Vinod estime, comme beaucoup d'autres, que les prix des carburants et des denrées alimentaires doivent baisser. «Pena okenn bes lor medsin, manze, lesans. (...) Gaz-la servi enn fwa par mwa sa, pa enn bel zafer sa Rs 50-la», lâche pour sa part Fardeen. Haniff Peerun, président de la Mauritius Labour Congress, résume la situation dans son analyse.

**«Il y a certes des mesures positives, mais la classe moyenne s'attendait à une baisse sur les carburants, sur lesquels, je dois le rappeler, il y a énormément de taxes.» Il avance qu'il n'y a rien eu concernant l'inflation non plus, ce qui fait que les salaires se déprécient malgré les augmentations.

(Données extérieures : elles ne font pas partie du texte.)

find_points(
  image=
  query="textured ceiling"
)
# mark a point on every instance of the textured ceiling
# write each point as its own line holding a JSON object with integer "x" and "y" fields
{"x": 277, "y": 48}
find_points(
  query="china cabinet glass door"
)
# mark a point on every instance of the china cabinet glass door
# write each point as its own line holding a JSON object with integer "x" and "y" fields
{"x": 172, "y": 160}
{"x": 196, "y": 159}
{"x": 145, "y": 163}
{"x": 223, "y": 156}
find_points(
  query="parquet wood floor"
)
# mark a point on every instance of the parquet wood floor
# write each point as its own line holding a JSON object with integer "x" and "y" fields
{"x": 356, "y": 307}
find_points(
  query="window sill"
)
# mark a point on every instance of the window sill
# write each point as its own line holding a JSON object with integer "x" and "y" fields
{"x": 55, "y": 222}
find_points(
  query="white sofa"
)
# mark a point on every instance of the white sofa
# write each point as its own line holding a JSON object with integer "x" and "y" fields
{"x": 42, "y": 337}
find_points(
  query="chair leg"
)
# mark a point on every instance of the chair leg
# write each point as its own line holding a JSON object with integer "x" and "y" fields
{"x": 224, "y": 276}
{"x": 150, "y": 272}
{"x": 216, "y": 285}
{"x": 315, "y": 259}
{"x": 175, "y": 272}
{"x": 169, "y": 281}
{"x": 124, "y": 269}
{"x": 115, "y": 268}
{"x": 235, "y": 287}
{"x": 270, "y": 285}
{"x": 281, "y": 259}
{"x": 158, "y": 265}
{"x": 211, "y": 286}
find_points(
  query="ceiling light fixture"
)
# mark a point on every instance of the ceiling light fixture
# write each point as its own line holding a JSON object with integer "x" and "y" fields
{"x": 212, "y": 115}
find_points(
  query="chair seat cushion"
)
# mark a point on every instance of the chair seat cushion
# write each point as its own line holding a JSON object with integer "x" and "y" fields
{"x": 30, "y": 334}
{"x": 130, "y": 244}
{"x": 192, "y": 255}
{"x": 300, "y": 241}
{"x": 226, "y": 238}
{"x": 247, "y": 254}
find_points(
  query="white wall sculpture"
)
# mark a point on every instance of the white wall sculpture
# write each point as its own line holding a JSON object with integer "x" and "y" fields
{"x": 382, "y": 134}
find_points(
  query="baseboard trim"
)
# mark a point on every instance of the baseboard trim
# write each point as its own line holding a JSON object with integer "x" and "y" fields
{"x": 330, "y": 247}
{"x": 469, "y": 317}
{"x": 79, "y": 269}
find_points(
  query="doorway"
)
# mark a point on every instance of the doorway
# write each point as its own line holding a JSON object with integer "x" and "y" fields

«Et il n'y a rien eu pour développer les loisirs. Ce manque existe depuis toujours et est l'un des facteurs à la source des fléaux comme la drogue», dit-il. Dans la foulée, il rappelle que Maurice est un pays laïc, et que ce n'est pas à l'État de subventionner les pèlerinages religieux et les associations socioculturelles. «Ce mélange de politique, de social et de religion est très mauvais pour le pays.»

Mais il semble que le gouvernement a encore quelques tours dans son chapeau. Dans sa séance de questions réponses face à la presse, hier matin, Renganaden Padayachy a encore une fois affirmé que les consultations en marge du réalignement salarial sont en cours. Le rapport pour le secteur public, a-t-il ajouté, sera présenté «bientôt» et les négociations débuteront avec le privé. Il nous revient aussi que la question d'un 14e mois pourrait également devenir une réalité, tout comme une baisse des prix des carburants. «Pa kapav donn tou kado enn sel kout, bizin fer labous dou tikou-tikou ziska eleksion...» conclut un observateur politique averti.